3.  Ineffective Assistance of Counsel

            Finally, we consider the ineffective-assistance-of-counsel claim.  To prevail on a claim of ineffective assistance of counsel, “defendant must affirmatively prove that his counsel’s representation ‘fell below an objective standard of reasonableness’ and ‘that there is a reasonable probability that, but for counsel’s unprofessional errors, the result of the proceeding would have been different. . . .  ‘A reasonable probability is a probability sufficient to undermine confidence in the outcome.’”  Gates v.

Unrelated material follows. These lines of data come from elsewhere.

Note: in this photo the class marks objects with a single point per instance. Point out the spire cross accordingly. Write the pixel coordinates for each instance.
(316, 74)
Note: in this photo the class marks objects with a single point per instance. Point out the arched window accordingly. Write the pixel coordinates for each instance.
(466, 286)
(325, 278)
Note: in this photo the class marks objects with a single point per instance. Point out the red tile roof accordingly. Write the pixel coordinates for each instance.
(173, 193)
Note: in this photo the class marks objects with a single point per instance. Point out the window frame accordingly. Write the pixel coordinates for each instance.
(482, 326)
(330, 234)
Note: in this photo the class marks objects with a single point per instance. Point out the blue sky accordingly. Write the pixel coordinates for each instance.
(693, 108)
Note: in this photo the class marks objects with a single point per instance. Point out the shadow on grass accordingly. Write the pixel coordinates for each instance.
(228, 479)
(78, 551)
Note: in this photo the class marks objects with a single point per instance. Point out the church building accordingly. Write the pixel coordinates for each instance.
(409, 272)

State, 398 N.W.2d 558, 561 (Minn. 1987) (quoting Strickland v. Washington, 466 U.S. 668, 688, 694, 104 S. Ct. 2052, 2064, 2068 (1984)). 

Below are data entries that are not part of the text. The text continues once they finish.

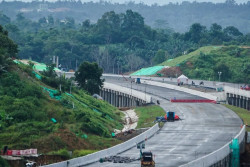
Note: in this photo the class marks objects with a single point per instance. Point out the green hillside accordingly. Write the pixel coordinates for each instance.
(178, 60)
(206, 62)
(34, 115)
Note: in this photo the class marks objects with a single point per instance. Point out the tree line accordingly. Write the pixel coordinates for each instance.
(177, 16)
(117, 42)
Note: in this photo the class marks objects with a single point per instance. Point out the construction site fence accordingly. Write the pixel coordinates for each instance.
(140, 95)
(192, 101)
(91, 158)
(218, 155)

            Appellant claims ineffective assistance of counsel, but does not refer to any specific shortcomings.  A review of the record indicates that appellant received a thorough and vigorous defense.  While appellant may have disagreed with some of his counsel’s tactics, counsel is responsible for trial strategy, and an appellate court will not
review matters of trial strategy.  See State v. Jones, 392 N.W.2d 224, 236 (Minn. 1986); see also Minn. R. Prof. Conduct 1.2(a).


[1] Appellant was charged with first-degree criminal sexual conduct which requires “sexual penetration with another person . . . [if] the complainant is at least 13 years of age but less than 16 years of age and the actor is more than 48 months older than the complainant and in a position of authority over the complainant.”  Minn. Stat. § 609.342, subd. 1(b) (2002).  Second-degree criminal sexual conduct required only “sexual contact,” Minn. Stat. § 609.343, subd. 1(b) (2002), while third-degree criminal sexual conduct requires only “sexual penetration” without requiring the actor to be “in a position of authority” over the complainant, Minn. Stat. § 609.344, subd. 1(b) (2002).